Download it using wget, for example, wget https://download1.rstudio.org/rstudio-0.99.878-amd64.deb. Finally, install it using dpkg as follows: sudo dpkg -i rstudio-0.99.878-amd64.deb

Installing a package

Use install.packages("package name")

Loading a package

Use library(package name)

Viewing data available in a package

Use data(package='package name')

Accessing data in a package

Use data(dataset_name, package='package name')

Following this command you can type dataset_name to view the data set contents.

Viewing data

Use View(variable)

Listing objects in current environment

Use ls() or objects() to get a vector of strings, listing names of objects in current environment.

If the above functions are specified within a function, they will only list the names of objects specified within that function.

For example:

test <- function() {internal_variable <- 'testing'; ls()}

will output:

"internal_variable"

Creating a vector

Use the c() function to combine values into a list or vector, for example, ages <- c(12,14,19,28,42).

Removing objects from an environment

Use the rm() or remove() functions as follows:

To remove a single object type rm(object_name)

To remove multiple objects type rm(list=c('an_object','other_object','final_object'))

To remove multiple objects matching a specific pattern, say starting with pa, type rm(list=ls()[grep('^pa',ls())])

Computing five-number summary plus mean

Suppose we have a vector of ages as follows: ages = c(18,22,21,24,19,22,20,20,30,42). To compute its five-number summary plus mean, just type summary(ages), which gives us:

 Min. 1st Qu.  Median    Mean 3rd Qu.    Max. 
18.0    20.0    21.5    23.8    23.5    42.0

Computing sample mean and standard deviation

Using the following vector of ages as an example, ages = c(18,22,21,24,19,22,20,20,30,42), you can easily compute the sample mean using mean(ages) and sample standard deviation using sd(ages), which return 23.8 and 7.223 respectively.

We can double-check these statistics by computing them using the following formulas for sample mean $\bar x$ and standard deviation $s$.

$$\bar x=\frac{\sum_{i=1}^nx_i}{n}$$ $$s=\sqrt{\frac{\sum_{i=1}^{n}(x_i - \bar x)^2}{n-1}}$$
> ages
 [1] 18 22 21 24 19 22 20 20 30 42
> x_bar = sum(ages)/length(ages)
> x_bar
[1] 23.8
> var = sum((ages - x_bar)^2)/(length(ages) - 1)
> var
[1] 52.17778
> s = sqrt(var)
> s
[1] 7.223419
	

Quick introduction to R

A comprehensive quick introduction to the R language can be found at https://www.statmethods.net.

If you prefer a more hands-on approach, you might find DataCamp's interactive free course, Introduction to R, more interesting.

Some basic dplyr commands

Suppose that for this example we are using a data frame with 2 columns, country and age, for instance.
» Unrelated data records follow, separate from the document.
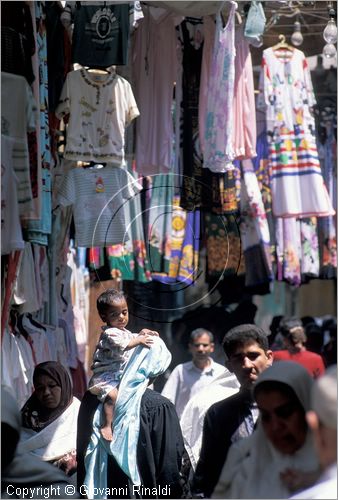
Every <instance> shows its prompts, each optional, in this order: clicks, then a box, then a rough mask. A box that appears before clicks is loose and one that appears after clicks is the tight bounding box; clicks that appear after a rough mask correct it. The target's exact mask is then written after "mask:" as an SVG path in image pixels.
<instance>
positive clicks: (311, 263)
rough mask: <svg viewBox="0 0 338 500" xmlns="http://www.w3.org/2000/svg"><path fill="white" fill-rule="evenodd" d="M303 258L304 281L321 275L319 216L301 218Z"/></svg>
mask: <svg viewBox="0 0 338 500" xmlns="http://www.w3.org/2000/svg"><path fill="white" fill-rule="evenodd" d="M300 241H301V245H302V247H301V259H300V264H301V266H300V271H301V275H302V281H303V282H306V281H307V280H309V279H310V278H318V277H319V251H318V234H317V218H316V217H310V218H304V219H300Z"/></svg>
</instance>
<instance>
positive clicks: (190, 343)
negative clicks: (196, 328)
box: [189, 333, 214, 361]
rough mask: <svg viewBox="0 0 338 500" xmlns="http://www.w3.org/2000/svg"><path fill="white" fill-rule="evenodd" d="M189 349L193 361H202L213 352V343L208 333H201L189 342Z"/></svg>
mask: <svg viewBox="0 0 338 500" xmlns="http://www.w3.org/2000/svg"><path fill="white" fill-rule="evenodd" d="M189 350H190V352H191V354H192V359H193V361H202V360H206V359H208V358H209V356H210V354H211V353H212V352H214V344H213V342H211V340H210V338H209V335H208V334H207V333H203V334H202V335H200V336H199V337H197V338H196V339H195V340H194V341H192V342H190V344H189Z"/></svg>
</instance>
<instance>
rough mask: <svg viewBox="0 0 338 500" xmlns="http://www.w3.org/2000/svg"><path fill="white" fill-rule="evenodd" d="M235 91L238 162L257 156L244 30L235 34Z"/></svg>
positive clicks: (233, 117) (254, 126) (239, 27)
mask: <svg viewBox="0 0 338 500" xmlns="http://www.w3.org/2000/svg"><path fill="white" fill-rule="evenodd" d="M235 46H236V57H235V77H236V78H235V90H234V99H233V123H234V128H233V148H234V155H235V158H236V159H237V160H243V159H248V158H253V157H254V156H256V140H257V135H256V106H255V91H254V81H253V72H252V59H251V53H250V49H249V43H248V41H247V40H246V39H245V38H244V35H243V28H242V27H239V28H238V29H237V30H236V34H235Z"/></svg>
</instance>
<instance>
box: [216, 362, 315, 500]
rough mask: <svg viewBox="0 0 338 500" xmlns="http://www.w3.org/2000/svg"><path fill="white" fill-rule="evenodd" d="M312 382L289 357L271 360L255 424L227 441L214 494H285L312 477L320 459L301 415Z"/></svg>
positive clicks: (285, 495)
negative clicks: (253, 428)
mask: <svg viewBox="0 0 338 500" xmlns="http://www.w3.org/2000/svg"><path fill="white" fill-rule="evenodd" d="M312 383H313V381H312V378H311V377H310V375H309V374H308V372H307V371H306V369H305V368H303V367H302V366H301V365H300V364H298V363H294V362H292V361H279V362H275V363H274V364H273V365H272V366H271V367H269V368H267V369H266V370H265V371H264V372H263V373H261V374H260V375H259V377H258V379H257V382H256V384H255V386H254V396H255V400H256V402H257V406H258V408H259V410H260V417H259V421H258V425H257V428H256V430H255V431H254V432H253V434H252V435H251V436H249V437H248V438H245V439H243V440H241V441H239V442H238V443H234V444H233V445H232V446H231V448H230V450H229V454H228V457H227V460H226V462H225V464H224V467H223V470H222V473H221V476H220V479H219V482H218V484H217V486H216V488H215V491H214V494H213V498H270V499H272V498H288V497H289V496H290V495H291V494H292V492H294V491H296V490H298V489H302V488H304V487H305V485H307V486H309V485H311V484H312V483H314V482H315V480H316V478H317V477H318V474H319V463H318V458H317V456H316V453H315V448H314V445H313V441H312V435H311V432H310V431H309V429H308V427H307V423H306V418H305V413H306V411H308V410H309V408H310V394H311V386H312Z"/></svg>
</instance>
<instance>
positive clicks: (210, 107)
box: [203, 2, 237, 172]
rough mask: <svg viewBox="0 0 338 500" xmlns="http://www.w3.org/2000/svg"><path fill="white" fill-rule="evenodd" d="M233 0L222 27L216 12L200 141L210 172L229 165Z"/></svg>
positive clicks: (232, 59) (229, 158) (226, 170)
mask: <svg viewBox="0 0 338 500" xmlns="http://www.w3.org/2000/svg"><path fill="white" fill-rule="evenodd" d="M236 8H237V3H236V2H231V10H230V13H229V18H228V22H227V24H226V26H225V27H224V28H223V25H222V17H221V13H220V12H218V14H217V16H216V32H215V44H214V52H213V61H212V65H211V76H210V79H209V85H208V101H207V112H206V125H205V141H204V165H203V166H204V167H206V168H209V170H211V171H212V172H226V171H227V170H230V169H232V168H233V165H232V160H233V159H234V157H235V155H234V150H233V98H234V81H235V53H236V51H235V12H236Z"/></svg>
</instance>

To keep the data for say country Italy, we use italy_only = filter(data, country=="Italy"). This filters out all the other data except for the ones where country is equal to Italy.

To select only one column, say age, use select(italy_only, age).

It is useful to combine commands on one line by using pipes as follows:

Italy_age_only = filter(data, country=="Italy") %>% select(age) %>% unlist

Convert from a data frame to a vector

Use unlist(dataframe)

Check proportion of samples falling within range

Use mean(averages <= high) - mean(averages < low), where averages is an array of values, and low and high are the respective limits.